The 1E refers to those embodiments in which the layer thicknesses of the first and second electrodes 122 . 126 and the photovoltaically active element 124 small compared to the width of the narrow recesses 141 are so the narrow recesses 141 from the photovoltaic active elements 124 or the second electrodes 126 are lined.

The 1F and 1G show the cross-sectional areas of the laser beams at the location on the solar cell module in producing the narrow and wide recesses according to the 1D or 1E , The laser beam is usually focused at the location of occurrence to an approximately circular cross-sectional area. The laser beam then follows the desired track, for example in the x direction, and ablates material along the track. The usual beam diameter at the place of occurrence is 30 to 80 microns. If a recess with a larger width is to be generated, then the recess can be composed of a plurality of tracks, which are arranged side by side along a vertical y-direction to the x-direction and can overlap slightly. Within the same writing position, the tracks can be adjusted with high accuracy against each other.

The 1F and 1G refer to embodiments in which the wide recess by writing three immediately adjacent tracks 153a -C with laser beams each about 60 μm in diameter and the narrow slots by writing individual tracks 151 come out with laser beams with a diameter of about 40 microns each. The width of the wide recess corresponds approximately to or is greater than the sum of the width of one of the narrow recesses and the distance between the center lines of two narrow recesses, which is about 120 microns in the example shown.

The 1F refers to the case of an ideal adjustment of the two writing levels. The middle of the tracks 153b the wide recess 143 covers the middle narrow recess 141 , With increasing misalignment begins one of the two outer tracks 153a . 153c the wide recess to cover one of the other narrow recesses. Just when the middle of the narrow recesses is no longer completely covered by the wide recess, one of the outer narrow recesses is completely exposed from the wide recess.

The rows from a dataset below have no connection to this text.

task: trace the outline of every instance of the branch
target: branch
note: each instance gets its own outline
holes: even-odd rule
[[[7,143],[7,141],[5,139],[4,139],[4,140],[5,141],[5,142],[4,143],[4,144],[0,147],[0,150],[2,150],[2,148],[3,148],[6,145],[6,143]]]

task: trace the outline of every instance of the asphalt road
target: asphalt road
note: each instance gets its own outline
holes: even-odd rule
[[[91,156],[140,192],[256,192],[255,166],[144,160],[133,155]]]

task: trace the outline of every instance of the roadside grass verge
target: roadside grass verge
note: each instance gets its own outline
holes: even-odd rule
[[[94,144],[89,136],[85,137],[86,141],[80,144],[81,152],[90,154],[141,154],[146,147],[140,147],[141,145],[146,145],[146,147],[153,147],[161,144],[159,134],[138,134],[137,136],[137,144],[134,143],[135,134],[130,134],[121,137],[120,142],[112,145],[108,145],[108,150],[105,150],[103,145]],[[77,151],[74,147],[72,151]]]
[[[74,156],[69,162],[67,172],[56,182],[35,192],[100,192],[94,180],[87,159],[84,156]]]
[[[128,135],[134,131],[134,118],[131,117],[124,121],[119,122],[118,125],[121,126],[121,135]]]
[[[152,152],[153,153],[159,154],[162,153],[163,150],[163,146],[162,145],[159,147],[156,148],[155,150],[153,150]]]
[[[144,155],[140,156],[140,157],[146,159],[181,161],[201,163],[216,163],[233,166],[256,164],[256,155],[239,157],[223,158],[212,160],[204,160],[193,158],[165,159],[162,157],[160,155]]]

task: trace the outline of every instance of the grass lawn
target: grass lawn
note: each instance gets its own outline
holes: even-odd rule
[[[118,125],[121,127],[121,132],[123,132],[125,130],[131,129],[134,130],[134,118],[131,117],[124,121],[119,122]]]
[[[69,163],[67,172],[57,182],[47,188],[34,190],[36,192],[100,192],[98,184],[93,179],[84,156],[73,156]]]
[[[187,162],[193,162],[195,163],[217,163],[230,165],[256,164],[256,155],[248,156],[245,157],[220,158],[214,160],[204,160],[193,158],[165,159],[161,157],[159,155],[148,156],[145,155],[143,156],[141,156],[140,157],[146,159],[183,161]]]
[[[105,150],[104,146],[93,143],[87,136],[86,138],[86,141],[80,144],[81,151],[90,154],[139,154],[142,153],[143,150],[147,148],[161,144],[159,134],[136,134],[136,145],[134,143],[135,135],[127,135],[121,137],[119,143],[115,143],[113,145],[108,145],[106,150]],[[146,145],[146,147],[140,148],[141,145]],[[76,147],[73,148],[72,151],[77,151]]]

If the maladjustment continues, it remains in accordance with the 1G this outer narrow recess up to a maximum allowable misalignment Dmax always includes from the wide recess. The maximum coverable misalignment Dmax corresponds to the sum of the distance between the center lines of the narrow recesses and the half width of the wide recess minus half the width of the narrow recess, in the example above 190 μm. Since all layers are completely separated at least once in their entirety within the maximum permissible misalignment, it is ensured that in the case of misalignments of up to ± 190 μm, no compensating currents flow between adjacent solar cells of adjacent cell groups. At the same time, the number of times the throughput at the Laser writing device crucial writes in x-direction kept small.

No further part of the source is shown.